The collaboration between the two groups to effect the attack on the Radisson Blu hotel, considered to be the most heavily guarded in Mali and where foreign visitors, diplomats and newspeople tend to stay, resulted in the killing of about 27 people. The assault which began in the early morning went on for hours, sending the 170 guests in the hotel at the time into a panic of fear. French commandos aided local security forces to eventually clear the hotel of guests, floor by floor, and it took a full dozen hours to do so.
France retains 1,450 troops in Mali; the largest group of Western expatriates in Bamako are French citizens. Driving a vehicle with diplomatic license plates, the attackers exited the car and three gunmen fired weapons killing two hotel security guards, influencing the remainder to flee for their lives and leaving the hotel guests and personnel to fend for themselves. Security forces surrounded the hotel in short order.
"In response to a request by the Malian authorities, the defence minister has decided to send a unit of special forces" stated a French government official of the special forces unit arriving from a base in neighbouring Burkina Faso. Paramilitary officers from Mali's gendarmerie and local security forces prepared to enter the hotel, while inside, the gunmen, moving from floor to floor challenged hotel guests to recite the invocation of Muslim faith.
Those who failed the test were shot. The lobby, hallways, or rooms of the hotel held the dead.
Malian forces and the French decided they would enter the hotel under siege and by noon they were inside, themselves going "floor by floor", to clear the hotel of its guests. As the security forces were busy escorting guests out of the hotel the attackers continued their prowling of the upper floors.
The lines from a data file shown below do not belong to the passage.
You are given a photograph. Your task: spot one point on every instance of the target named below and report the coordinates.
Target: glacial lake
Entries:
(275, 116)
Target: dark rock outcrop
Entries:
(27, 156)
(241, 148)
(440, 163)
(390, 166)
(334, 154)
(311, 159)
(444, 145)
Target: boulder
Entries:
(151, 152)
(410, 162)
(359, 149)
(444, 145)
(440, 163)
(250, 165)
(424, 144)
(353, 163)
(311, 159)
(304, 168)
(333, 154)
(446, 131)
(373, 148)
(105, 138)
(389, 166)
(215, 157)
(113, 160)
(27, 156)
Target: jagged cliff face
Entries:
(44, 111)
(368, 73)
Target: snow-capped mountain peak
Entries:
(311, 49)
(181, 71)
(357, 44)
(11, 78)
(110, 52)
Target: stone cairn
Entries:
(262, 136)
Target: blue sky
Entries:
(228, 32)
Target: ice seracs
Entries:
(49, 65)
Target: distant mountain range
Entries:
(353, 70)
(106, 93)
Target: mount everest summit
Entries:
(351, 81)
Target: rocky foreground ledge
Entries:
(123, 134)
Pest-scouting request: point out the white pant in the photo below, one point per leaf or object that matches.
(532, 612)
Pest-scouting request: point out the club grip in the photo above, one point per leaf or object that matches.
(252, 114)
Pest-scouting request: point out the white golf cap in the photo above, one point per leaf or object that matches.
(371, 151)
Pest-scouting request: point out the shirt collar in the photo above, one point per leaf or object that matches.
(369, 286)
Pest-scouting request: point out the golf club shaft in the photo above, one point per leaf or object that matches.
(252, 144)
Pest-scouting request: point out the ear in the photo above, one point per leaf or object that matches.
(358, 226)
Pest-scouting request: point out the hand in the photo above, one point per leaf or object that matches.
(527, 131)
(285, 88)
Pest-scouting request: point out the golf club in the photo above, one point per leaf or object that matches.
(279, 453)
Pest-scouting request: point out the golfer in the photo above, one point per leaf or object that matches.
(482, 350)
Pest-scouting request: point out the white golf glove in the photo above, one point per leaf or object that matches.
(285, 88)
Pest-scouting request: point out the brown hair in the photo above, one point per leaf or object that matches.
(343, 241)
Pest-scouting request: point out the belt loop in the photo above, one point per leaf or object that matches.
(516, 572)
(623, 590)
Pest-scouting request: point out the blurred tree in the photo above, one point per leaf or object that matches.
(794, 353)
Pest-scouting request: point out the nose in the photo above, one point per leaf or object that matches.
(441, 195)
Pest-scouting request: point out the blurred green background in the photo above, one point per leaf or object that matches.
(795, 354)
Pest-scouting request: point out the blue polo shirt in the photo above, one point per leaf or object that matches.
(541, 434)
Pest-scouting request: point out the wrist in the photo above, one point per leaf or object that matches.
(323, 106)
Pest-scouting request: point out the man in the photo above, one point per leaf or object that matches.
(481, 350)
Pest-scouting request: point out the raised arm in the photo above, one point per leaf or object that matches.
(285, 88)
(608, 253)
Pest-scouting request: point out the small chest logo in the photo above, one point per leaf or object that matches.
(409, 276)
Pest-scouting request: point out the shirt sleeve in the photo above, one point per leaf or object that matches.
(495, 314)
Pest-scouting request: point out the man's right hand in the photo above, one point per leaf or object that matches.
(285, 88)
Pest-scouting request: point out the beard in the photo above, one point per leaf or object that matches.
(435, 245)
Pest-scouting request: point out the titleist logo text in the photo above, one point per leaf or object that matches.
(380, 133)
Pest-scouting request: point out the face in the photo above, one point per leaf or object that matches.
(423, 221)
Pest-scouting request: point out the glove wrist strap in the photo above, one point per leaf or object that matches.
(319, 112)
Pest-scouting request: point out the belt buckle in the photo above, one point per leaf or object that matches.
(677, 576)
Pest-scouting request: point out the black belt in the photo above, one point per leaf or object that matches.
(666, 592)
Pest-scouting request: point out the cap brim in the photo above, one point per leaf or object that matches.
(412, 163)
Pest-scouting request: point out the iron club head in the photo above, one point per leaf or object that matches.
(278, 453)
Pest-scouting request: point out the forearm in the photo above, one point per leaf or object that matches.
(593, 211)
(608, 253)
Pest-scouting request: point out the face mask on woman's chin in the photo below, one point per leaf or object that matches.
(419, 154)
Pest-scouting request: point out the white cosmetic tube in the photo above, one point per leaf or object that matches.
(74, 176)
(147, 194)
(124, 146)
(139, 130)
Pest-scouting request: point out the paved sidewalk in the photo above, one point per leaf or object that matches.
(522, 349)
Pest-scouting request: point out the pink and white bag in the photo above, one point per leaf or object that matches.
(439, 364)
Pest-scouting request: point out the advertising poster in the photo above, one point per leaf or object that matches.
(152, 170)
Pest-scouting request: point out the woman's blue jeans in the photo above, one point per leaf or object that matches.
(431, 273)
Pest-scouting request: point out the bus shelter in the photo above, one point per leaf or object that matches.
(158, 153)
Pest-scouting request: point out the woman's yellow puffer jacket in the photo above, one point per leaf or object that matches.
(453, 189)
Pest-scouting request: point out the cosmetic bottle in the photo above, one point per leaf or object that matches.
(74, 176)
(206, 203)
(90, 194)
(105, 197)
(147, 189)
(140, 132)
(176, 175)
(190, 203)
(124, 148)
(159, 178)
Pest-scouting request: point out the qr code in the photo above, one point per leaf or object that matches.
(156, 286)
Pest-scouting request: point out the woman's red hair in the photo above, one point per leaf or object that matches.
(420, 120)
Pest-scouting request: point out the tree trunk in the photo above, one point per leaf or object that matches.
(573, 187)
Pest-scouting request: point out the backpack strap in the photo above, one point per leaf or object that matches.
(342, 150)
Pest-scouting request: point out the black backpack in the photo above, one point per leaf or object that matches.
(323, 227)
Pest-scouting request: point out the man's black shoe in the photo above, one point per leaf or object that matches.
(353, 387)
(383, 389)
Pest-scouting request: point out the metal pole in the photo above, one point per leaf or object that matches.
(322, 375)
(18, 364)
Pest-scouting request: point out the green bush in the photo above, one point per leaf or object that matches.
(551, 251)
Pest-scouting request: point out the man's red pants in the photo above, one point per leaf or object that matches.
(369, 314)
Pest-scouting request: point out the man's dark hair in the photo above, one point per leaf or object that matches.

There were foreign guests from China, France, the United States and Russia.
Four Belgians were also registered at the hotel, and Geoffrey Dieudonne, a government official, there to help train Mali's civil service, was among the dead.
According to a Guinean guest, the attackers were heard to speak English, with Nigerian accents. "I heard them say in English, 'Did you load it?', 'Let's go'", said Sekouba Diabate.
Fighters from Boko Haram, the terrorist group spreading chaos and slaughter in Nigeria are known for having gone to Mali to join al-Qaeda. The jihadis find great appeal in gravitating toward the groups known to have realized the greatest success. The challenge among the premier groups in Islamist jihad is for each to demonstrate that they represent the more successful threat to the West.
Al-Qaeda is differentiating itself from Islamic State. It boasts that it slaughters only non-Muslims, while ISIL takes no such care. When the assaults took place on the Kenyan university and the Westgate shopping mall in Kenya, as well as the Algerian gas plant by affiliates, an element of care was taken to differentiate Muslims from non-Muslims, and to spare the lives of Muslims, in contrast to ISIL's proclivity to murder whomever it pleases.
This tactic elicits praise and admiration from its online supporters. One response to the querying of Muslims and the demand they recite Quranic verses and sparing their lives was a praise of the "lions" who engage in this separating out of the faithful "to protect the inviolable blood of Muslims". Another supporter stated: "This is how Muslims SHOULD act"; the Islamic State "should learn a thing or two and drop their crooked creed and methodology", leaving the slaughter for non-Muslims alone.